Dibotermin alfa; Recombinant human bone morphogenetic protein-2 (rhBMP-2)

Specification

• Cat#: THP-0030
• Product Name: Dibotermin alfa; Recombinant human bone morphogenetic protein-2 (rhBMP-2)
• Cas No: 246539-15-1
• Description: The product is a recombinant human bone morphogenetic protein-2 (rhBMP-2) derived from a recombinant Chinese Hamster Ovary (CHO) cell line. rhBMP is a disulfide-linked dimeric protein molecule with two major subunit species of 114 and 131 amino acids. Each subunit is glycosylated with high-mannose-type glycans.
• Sequences: Not Available
• Species: Human
• Molecular Weight: Not Available
• Source: CHO
• Purity: >99% by SDS-Page and HPLC analysis
• Formula: Not Available
• Endotoxin: <0.001 EU per 1 μg of the peptide by the LAL method
• Application: indicated for the treatment of acute tibia fractures in adults, as an adjunct to standard care using open fracture reduction and intramedullary unreamed nail fixation.indicated for single-level lumbar interbody spine fusion as a substitute for autogenous bone graft in adults with degenerative disc disease who have had at least 6 months of non-operative treatment for this condition.
• Concentration: 1.5 mg/ml

Pharmaceutical Information

• Pharmaceutical Application: Dibotermin alfa
• Targets: Target 1. Bone morphogenetic protein receptor type-2; Target 2. Bone morphogenetic protein receptor type-1A

Related Reading

Background of Dibotermin alfa

Dibotermin alfa, is a breakthrough in regenerative and reconstructive medicine. Dibotermin alfa is an engineered version of the human protein, bone morphogenetic protein-2 (BMP-2), which plays a vital role in the formation of bones and cartilage. The breakthrough was discovered in the late 20th century, as researchers noticed some proteins played critical roles in inducing cellular differentiation into bone cells. Gene sequencing of the human genome led to the determination of the BMP-2 locus on chromosome 20. Various crystallographic studies have been carried out to uncover the protein structure of Dibotermin alfa. It is a disulfide-linked homodimer characterized by seven structurally conserved cysteine residues adopting a cystine knot configuration.
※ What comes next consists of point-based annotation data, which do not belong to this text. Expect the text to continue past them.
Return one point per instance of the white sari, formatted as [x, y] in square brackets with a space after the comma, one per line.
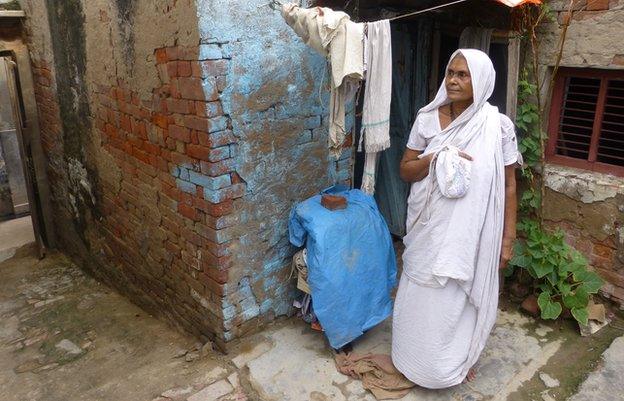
[448, 296]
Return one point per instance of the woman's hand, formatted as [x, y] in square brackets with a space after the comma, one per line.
[506, 252]
[465, 155]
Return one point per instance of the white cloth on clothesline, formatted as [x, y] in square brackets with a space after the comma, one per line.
[335, 36]
[377, 97]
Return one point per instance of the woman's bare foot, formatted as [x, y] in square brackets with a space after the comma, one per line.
[472, 374]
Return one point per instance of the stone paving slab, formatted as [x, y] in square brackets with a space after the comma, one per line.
[607, 382]
[299, 365]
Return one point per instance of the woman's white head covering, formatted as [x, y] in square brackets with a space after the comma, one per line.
[478, 131]
[483, 77]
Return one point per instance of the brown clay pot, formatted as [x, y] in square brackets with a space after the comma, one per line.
[333, 202]
[530, 306]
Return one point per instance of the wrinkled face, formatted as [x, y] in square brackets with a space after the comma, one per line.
[458, 82]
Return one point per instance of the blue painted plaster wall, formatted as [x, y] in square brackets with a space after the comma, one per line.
[271, 96]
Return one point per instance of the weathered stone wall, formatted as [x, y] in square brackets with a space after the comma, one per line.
[281, 155]
[588, 206]
[6, 127]
[179, 133]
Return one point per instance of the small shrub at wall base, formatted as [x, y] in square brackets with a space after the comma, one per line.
[560, 273]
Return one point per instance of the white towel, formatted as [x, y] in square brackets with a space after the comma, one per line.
[335, 36]
[377, 97]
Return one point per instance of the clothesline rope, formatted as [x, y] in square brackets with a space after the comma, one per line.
[275, 4]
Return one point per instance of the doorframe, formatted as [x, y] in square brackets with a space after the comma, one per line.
[29, 139]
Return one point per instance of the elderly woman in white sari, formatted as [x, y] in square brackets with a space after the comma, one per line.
[460, 159]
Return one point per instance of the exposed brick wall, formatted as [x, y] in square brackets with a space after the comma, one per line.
[178, 183]
[181, 198]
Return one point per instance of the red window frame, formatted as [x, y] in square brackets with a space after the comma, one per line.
[555, 117]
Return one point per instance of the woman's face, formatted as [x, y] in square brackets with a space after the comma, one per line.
[458, 82]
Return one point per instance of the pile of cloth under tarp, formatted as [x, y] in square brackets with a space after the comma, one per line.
[351, 264]
[355, 51]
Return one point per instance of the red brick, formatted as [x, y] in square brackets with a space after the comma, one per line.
[160, 120]
[124, 123]
[172, 53]
[190, 88]
[216, 139]
[161, 56]
[220, 276]
[181, 106]
[198, 152]
[172, 69]
[188, 211]
[198, 123]
[211, 285]
[184, 68]
[180, 133]
[208, 109]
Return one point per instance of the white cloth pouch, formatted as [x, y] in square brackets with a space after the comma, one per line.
[452, 172]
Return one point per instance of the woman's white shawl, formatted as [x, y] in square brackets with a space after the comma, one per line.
[463, 242]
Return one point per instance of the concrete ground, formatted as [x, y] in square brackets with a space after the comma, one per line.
[64, 336]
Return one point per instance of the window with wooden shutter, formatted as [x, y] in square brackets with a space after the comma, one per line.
[586, 124]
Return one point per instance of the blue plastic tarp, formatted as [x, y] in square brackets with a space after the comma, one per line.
[351, 263]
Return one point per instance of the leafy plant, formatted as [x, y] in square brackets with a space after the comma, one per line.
[560, 271]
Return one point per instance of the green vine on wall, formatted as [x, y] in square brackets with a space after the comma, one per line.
[560, 273]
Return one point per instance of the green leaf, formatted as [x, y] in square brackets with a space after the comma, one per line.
[565, 288]
[592, 283]
[581, 315]
[578, 299]
[548, 308]
[541, 270]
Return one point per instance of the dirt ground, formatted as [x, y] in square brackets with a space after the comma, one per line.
[66, 337]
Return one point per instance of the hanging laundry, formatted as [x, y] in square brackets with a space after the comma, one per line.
[333, 35]
[351, 263]
[377, 96]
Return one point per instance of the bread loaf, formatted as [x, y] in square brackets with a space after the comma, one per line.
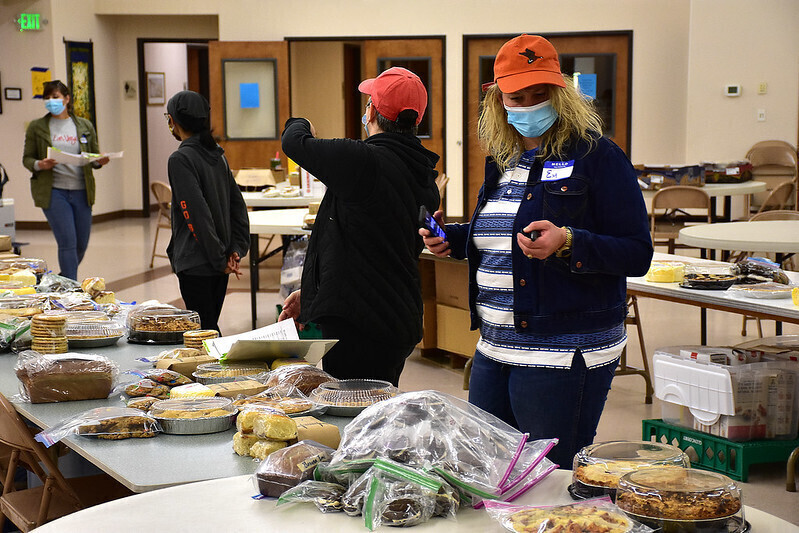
[66, 377]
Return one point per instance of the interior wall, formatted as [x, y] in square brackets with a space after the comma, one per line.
[169, 58]
[317, 85]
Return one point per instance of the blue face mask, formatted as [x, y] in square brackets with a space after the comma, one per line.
[54, 105]
[532, 121]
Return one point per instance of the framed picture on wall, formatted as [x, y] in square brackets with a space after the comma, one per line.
[80, 78]
[156, 89]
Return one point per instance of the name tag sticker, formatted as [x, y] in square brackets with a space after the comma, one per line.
[557, 170]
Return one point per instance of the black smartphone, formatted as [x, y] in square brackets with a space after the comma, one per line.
[427, 221]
Dibotermin alfa - related signaling pathways and function

The central function of Dibotermin alfa lies in its capability to induce bone growth. However, it also plays a role in cell differentiation, homeostasis, embryogenesis, and the development of various tissues. This is all coordinated through pathways and mechanisms activated once the Dibotermin alfa initiates a signal on BMP receptors on the cell surface.
One such pathway is the SMAD protein signaling pathway. When Dibotermin alfa binds to a BMP receptor, it induces the phosphorylation of regulatory SMAD (rSMAD) proteins. These proteins then bind to the common partner SMAD4, resulting in the transcription of numerous genes involved in bone development. Should this process go awry, various diseases related to bone formation and homeostasis may arise.
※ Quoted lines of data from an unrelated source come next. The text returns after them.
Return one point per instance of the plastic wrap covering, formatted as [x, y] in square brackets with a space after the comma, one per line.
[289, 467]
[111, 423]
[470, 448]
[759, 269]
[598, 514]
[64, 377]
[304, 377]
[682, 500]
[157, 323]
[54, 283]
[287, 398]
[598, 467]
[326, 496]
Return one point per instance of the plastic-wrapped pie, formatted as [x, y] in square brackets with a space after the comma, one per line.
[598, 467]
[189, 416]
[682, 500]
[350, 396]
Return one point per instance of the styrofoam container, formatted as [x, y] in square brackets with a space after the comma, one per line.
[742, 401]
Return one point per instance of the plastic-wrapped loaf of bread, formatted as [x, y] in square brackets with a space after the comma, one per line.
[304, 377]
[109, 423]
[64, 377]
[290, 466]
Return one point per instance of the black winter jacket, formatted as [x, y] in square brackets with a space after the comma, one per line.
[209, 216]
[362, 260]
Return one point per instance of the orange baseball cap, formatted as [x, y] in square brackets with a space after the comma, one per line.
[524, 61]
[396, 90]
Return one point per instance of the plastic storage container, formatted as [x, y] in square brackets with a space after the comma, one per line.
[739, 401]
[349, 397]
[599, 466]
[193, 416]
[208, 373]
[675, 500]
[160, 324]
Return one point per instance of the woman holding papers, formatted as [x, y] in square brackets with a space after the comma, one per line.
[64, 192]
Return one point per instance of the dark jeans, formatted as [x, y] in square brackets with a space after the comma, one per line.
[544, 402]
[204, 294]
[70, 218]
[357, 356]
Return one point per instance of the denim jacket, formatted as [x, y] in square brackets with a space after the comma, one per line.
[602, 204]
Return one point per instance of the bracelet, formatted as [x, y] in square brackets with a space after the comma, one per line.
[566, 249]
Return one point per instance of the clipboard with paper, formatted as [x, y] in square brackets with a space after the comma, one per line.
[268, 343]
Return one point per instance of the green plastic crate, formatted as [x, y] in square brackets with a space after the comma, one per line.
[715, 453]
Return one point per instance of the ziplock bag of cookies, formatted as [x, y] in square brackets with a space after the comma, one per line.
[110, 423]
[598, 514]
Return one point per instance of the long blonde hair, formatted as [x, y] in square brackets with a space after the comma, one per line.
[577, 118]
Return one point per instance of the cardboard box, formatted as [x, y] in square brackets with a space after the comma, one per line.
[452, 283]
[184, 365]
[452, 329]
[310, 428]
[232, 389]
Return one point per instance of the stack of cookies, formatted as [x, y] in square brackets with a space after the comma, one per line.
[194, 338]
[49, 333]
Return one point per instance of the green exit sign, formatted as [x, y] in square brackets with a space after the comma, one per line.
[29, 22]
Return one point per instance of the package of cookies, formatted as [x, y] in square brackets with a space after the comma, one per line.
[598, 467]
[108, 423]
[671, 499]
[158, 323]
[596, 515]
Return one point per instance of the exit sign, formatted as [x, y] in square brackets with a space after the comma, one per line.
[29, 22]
Dibotermin alfa related diseases

In the context of disease, studies have indicated that Dibotermin alfa could play a significant role in ankylosing spondylitis, a chronic inflammatory disease that affects the spine and other large joints. This is due to the overactivation of the BMP signaling pathway. Moreover, Dibotermin alfa has also been implicated in fibrodysplasia ossificans progressiva (FOP), a rare and disabling genetic condition characterized by progressive ossification within soft tissues.
The ability of Dibotermin alfa to promote bone growth has been incorporated within medicine to aid in spinal fusion surgeries and to repair tibial nonunion, where the bone fails to heal. This has transformed the approach to these surgeries, minimizing the need for bone grafts, thanks to the osteoinductive properties of Dibotermin alfa.
Further research into Dibotermin alfa has uncovered several drug candidates. These include the BMP-2 inhibitors, which have a crucial role in controlling bone growth, especially in conditions where there is overactive BMP signaling such as FOP. Drugs that target SMAD proteins, downstream elements in the BMP signaling pathway, have also been developed. Ultimately, such drugs aim to harness the benefits of Dibotermin alfa while managing potential complications related to overactivation of the BMP-2 pathway.
In conclusion, Dibotermin alfa is an incredibly influential medical breakthrough, revolutionizing regenerative medicine. This recombinant human BMP-2 protein fosters bone growth, provides innovative solutions to complex surgeries, and opens up the possibility of treatment for diseases where the bone formation process is disordered. The scientific enquiry into Dibotermin alfa’s structure and function is continually unveiling new therapeutic avenues, promising an exciting future for the world of medicine.